L’évènement clé de la fracture entre chasse et protection animal

 - À la suite de sa démission, de nombreuses autres personnalités lui emboîtent le pas par solidarité. À partir de ce moment, deux camps autrefois amis se battent pour des idéologies qui sont devenues différentes : les chasseurs d’un côté et les défenseurs de la cause animale de l’autre. Aujourd’hui, nous sommes les héritiers directs de ce clivage. Pourtant, à l’époque, la SPA accueillait des veneurs et la Ligue de protection des oiseaux, aujourd’hui anti-chasse, a été créée à l’initiative de chasseurs au gibier d’eau.
 - « Le conflit, c’est un rapport au monde, c’est : qu’est-ce que l’Homme a comme place dans la nature ? », pose Charles Stépanoff.

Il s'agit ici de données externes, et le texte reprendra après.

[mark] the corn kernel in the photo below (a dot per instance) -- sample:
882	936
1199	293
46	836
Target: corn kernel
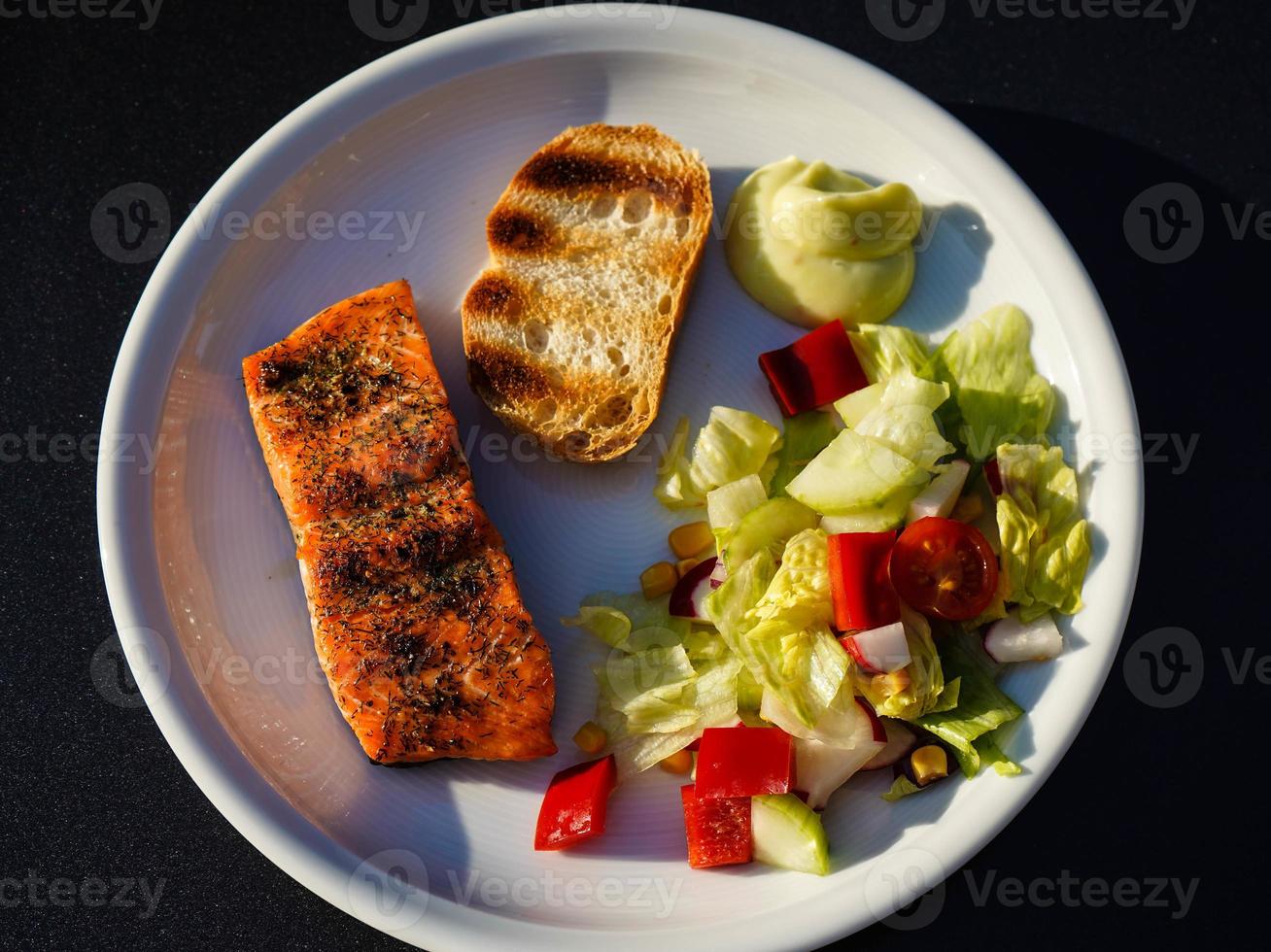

D’un côté, les animalistes insistent sur la sensibilité des animaux, tandis que les chasseurs sont héritiers d’une vision qui est fondée sur un affrontement symétrique entre l’intelligence animale et l’intelligence humaine. D’après l’anthropologue, on peut même distinguer trois écoles différentes aujourd’hui : la chasse paysanne, qui consiste à se nourrir soi-même, la chasse bourgeoise qui prône le principe de propriété privée et une idée qui nous vient de la Renaissance selon laquelle la nature est un décor dans lequel l’Homme n’a pas à intervenir.
 - Depuis les années 1970, c’est ce dernier modèle qui devient dominant dans nos sociétés. De quoi faire se retourner dans sa tombe la duchesse d’Uzès, qui s’éteint en 1933 au château de Dampierre, dans les Yvelines. Aujourd’hui, ce domaine est toujours très réputé pour la chasse à courre.